Looking at the output, and knowing you are concerned with the object named LENS would point you directly to the column name CONFIGURATION_1-PLANE_1-OBJECT_1-LIGHT_PROFILE_1-magnitude-g, where we could leave off the CONFIGURATION_1 part to apply the USERDIST to all configurations.
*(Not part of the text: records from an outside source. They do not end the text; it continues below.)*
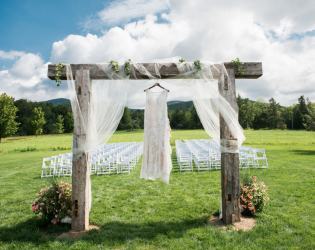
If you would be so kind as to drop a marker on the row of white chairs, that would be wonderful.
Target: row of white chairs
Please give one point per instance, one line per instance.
(121, 156)
(206, 155)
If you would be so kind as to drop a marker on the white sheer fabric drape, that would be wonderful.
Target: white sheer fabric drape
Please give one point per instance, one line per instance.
(109, 99)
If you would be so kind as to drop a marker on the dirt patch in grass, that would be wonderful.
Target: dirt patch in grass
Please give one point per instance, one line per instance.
(76, 235)
(246, 223)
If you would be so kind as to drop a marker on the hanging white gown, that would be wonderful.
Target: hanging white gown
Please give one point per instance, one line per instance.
(157, 150)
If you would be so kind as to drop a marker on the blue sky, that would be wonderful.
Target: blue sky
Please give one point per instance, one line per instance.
(281, 34)
(33, 26)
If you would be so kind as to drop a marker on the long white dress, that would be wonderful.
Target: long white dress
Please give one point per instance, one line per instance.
(157, 150)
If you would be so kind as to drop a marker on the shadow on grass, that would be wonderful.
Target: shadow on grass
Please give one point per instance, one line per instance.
(37, 232)
(303, 152)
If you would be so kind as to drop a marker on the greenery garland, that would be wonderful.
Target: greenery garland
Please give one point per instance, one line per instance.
(198, 65)
(128, 67)
(240, 67)
(115, 65)
(58, 72)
In this case, there is only one CONFIGURATION, so the prefix doesn't matter.
We can repeat the process for R_sersic:
dataset.search('R_sersic')
{'LENS': ['CONFIGURATION_1-PLANE_1-OBJECT_1-LIGHT_PROFILE_1-R_sersic-g',
'CONFIGURATION_1-PLANE_1-OBJECT_1-LIGHT_PROFILE_1-R_sersic-r',
'CONFIGURATION_1-PLANE_1-OBJECT_1-LIGHT_PROFILE_1-R_sersic-i',
'CONFIGURATION_1-PLANE_1-OBJECT_1-LIGHT_PROFILE_1-R_sersic-z',
'CONFIGURATION_1-PLANE_1-OBJECT_1-LIGHT_PROFILE_1-R_sersic-Y',
'CONFIGURATION_1-PLANE_1-OBJECT_1-LIGHT_PROFILE_2-R_sersic-g',
'CONFIGURATION_1-PLANE_1-OBJECT_1-LIGHT_PROFILE_2-R_sersic-r',
'CONFIGURATION_1-PLANE_1-OBJECT_1-LIGHT_PROFILE_2-R_sersic-i',
'CONFIGURATION_1-PLANE_1-OBJECT_1-LIGHT_PROFILE_2-R_sersic-z',
'CONFIGURATION_1-PLANE_1-OBJECT_1-LIGHT_PROFILE_2-R_sersic-Y'],
'SOURCE': ['CONFIGURATION_1-PLANE_2-OBJECT_1-LIGHT_PROFILE_1-R_sersic-g',
'CONFIGURATION_1-PLANE_2-OBJECT_1-LIGHT_PROFILE_1-R_sersic-r',
'CONFIGURATION_1-PLANE_2-OBJECT_1-LIGHT_PROFILE_1-R_sersic-i',
'CONFIGURATION_1-PLANE_2-OBJECT_1-LIGHT_PROFILE_1-R_sersic-z',
'CONFIGURATION_1-PLANE_2-OBJECT_1-LIGHT_PROFILE_1-R_sersic-Y']}